Читаем Колымские рассказы полностью

Человек на передней скамье вдруг выдернул оба весла из воды и с шумом бросил их на дно лодки. Он, очевидно, хотел сосредоточить все свои силы для этого разговора и не мог ограничиться минутной остановкой, как прежде.

— Я не виноват! — горячо заговорил он. — Таков закон природы. Любовь — это высшее, что на земле дано вкусить человеку. Кто не знал любви, тот не имеет права сказать, что он жил на свете. Любовь — это выше всего, она стоит впереди всего…

Он вдруг спутался, не находя слов для дальнейшего выражения своей мысли.

— А после любви что стоит? — спросила молодая девушка, поддразнивая.

Но у гребца, очевидно, были приготовлены ответы на все вопросы.

— После любви — слава! — сказал он без малейшего колебания.

Девушка посмотрела на него с удивлением. Она не ожидала такого ответа.

— Не говорите! — быстро продолжал ее собеседник. — Я знаю, что вы хотите сказать. Конечно, десять лет назад я бы ответил иначе. На первое место я бы поставил сознание долга к ближнему, самоотвержение и тому подобные вещи.

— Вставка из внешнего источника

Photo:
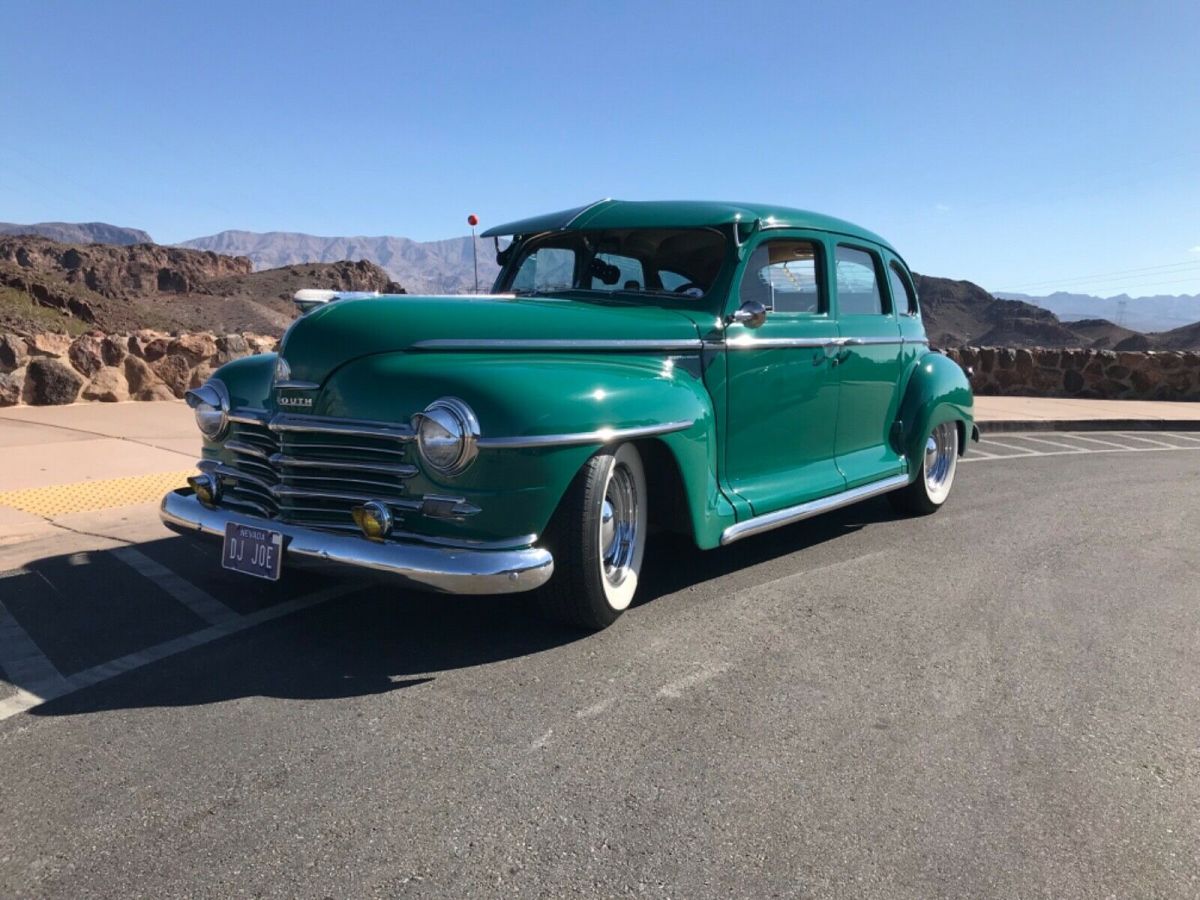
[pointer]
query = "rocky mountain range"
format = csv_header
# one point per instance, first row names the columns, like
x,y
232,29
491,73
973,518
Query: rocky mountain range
x,y
244,281
1141,313
423,267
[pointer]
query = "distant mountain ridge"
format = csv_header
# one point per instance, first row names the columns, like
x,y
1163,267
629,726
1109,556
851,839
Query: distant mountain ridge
x,y
421,267
81,232
1162,312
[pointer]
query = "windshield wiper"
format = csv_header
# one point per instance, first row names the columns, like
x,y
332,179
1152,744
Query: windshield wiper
x,y
647,292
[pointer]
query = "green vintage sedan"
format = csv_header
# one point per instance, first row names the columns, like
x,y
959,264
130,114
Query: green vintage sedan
x,y
712,369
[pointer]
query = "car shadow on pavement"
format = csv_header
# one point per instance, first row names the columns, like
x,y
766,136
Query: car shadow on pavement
x,y
373,640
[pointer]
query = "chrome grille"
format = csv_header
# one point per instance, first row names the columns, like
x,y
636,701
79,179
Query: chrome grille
x,y
312,471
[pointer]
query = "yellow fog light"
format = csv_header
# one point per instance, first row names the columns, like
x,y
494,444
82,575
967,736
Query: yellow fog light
x,y
375,519
205,487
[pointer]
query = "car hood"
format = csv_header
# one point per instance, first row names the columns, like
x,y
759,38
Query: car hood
x,y
325,339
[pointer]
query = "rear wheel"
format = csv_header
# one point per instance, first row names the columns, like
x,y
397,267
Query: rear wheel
x,y
598,538
929,491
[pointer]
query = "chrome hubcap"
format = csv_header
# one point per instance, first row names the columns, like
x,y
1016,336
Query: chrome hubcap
x,y
618,525
941,449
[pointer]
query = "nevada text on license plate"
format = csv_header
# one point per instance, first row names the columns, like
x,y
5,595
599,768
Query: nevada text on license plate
x,y
252,551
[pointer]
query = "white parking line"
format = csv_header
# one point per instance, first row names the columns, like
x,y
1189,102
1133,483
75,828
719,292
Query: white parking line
x,y
204,605
1087,453
1127,436
708,672
27,697
1107,443
1055,443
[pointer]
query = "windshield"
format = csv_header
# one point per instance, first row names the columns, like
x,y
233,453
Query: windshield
x,y
682,263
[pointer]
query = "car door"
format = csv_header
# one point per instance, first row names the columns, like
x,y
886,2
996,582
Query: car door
x,y
781,393
869,366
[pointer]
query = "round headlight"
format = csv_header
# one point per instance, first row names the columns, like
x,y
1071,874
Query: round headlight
x,y
210,403
447,435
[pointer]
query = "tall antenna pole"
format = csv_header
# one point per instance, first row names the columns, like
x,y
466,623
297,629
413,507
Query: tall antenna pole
x,y
473,220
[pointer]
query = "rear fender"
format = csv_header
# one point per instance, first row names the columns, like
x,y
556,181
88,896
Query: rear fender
x,y
937,391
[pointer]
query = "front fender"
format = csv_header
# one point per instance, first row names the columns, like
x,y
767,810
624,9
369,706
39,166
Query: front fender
x,y
937,391
531,395
249,381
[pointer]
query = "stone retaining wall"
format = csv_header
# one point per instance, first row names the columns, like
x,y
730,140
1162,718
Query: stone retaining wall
x,y
49,369
1099,375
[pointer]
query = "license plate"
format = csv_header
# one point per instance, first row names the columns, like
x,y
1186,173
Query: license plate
x,y
252,551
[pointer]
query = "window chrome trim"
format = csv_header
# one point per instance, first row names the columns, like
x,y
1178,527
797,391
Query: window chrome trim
x,y
601,436
568,345
766,343
779,519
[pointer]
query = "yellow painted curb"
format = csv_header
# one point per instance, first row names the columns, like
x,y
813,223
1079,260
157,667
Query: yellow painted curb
x,y
84,496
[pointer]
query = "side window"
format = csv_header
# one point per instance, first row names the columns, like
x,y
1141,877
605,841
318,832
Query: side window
x,y
903,297
611,271
858,286
546,269
671,280
784,275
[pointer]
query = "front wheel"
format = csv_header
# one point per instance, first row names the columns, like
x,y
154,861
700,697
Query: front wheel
x,y
598,538
929,491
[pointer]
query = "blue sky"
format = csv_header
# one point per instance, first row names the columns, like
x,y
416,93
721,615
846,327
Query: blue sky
x,y
1033,147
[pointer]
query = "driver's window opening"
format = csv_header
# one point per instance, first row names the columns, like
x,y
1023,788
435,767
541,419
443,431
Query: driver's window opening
x,y
546,269
682,263
784,276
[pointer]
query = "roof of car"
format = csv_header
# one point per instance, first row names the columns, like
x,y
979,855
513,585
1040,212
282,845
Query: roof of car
x,y
678,214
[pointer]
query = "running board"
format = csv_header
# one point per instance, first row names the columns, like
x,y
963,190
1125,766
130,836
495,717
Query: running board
x,y
779,519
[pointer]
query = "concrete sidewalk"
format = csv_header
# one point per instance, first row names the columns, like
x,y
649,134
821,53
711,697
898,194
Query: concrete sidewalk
x,y
82,466
996,414
100,468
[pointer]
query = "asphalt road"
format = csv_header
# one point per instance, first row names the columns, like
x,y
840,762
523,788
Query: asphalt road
x,y
1000,700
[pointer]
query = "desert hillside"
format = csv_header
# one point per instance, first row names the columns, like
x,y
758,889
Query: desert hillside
x,y
77,287
47,285
423,267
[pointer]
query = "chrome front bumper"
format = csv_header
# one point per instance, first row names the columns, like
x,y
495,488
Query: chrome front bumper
x,y
450,570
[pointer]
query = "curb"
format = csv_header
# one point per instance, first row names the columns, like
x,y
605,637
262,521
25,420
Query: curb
x,y
995,427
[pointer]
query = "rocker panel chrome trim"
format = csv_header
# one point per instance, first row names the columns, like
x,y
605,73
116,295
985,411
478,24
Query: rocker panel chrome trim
x,y
779,519
563,345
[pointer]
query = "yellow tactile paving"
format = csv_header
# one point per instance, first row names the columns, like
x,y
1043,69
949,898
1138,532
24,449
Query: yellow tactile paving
x,y
84,496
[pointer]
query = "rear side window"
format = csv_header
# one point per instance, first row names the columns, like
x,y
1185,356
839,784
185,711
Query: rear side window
x,y
903,297
785,276
858,285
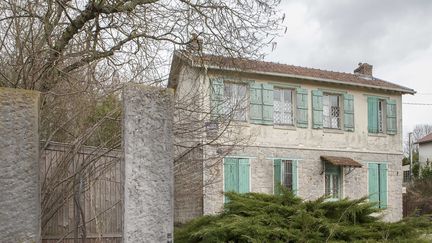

— А теперь вы разве не цените этого, Рыбковский? — сказала молодая девушка почти строго. Голос ее звучал упреком.

— Я не говорил этого! — несколько смещался ее собеседник. — Но теперь мы находимся не в том положении, мы живем сами по себе… От того, что было когда-то, мы отрезаны такой непреодолимой преградой, как будто его вовсе не было.

— Ну, так что же? — спросила девушка.

— Марья Николаевна, — сказал человек на веслах, — слава — эти след, который человек оставляет за собой на земле. Знаете ли вы, как тяжело еще заживо погрузиться в бездну, оторваться от всех человеческих интересов и сознавать, что на широком свете имя твое забыто и след твой исчез так всецело, как будто бы ты уже был призраком.

— Молчите, я не хочу вас слушать! — сказала девушка. — Вы сами забываете, а вам кажется, что вас забывают другие. Если кто сделал хоть крупицу доброго или смелого или полезного, — это никогда не исчезнет бесследно.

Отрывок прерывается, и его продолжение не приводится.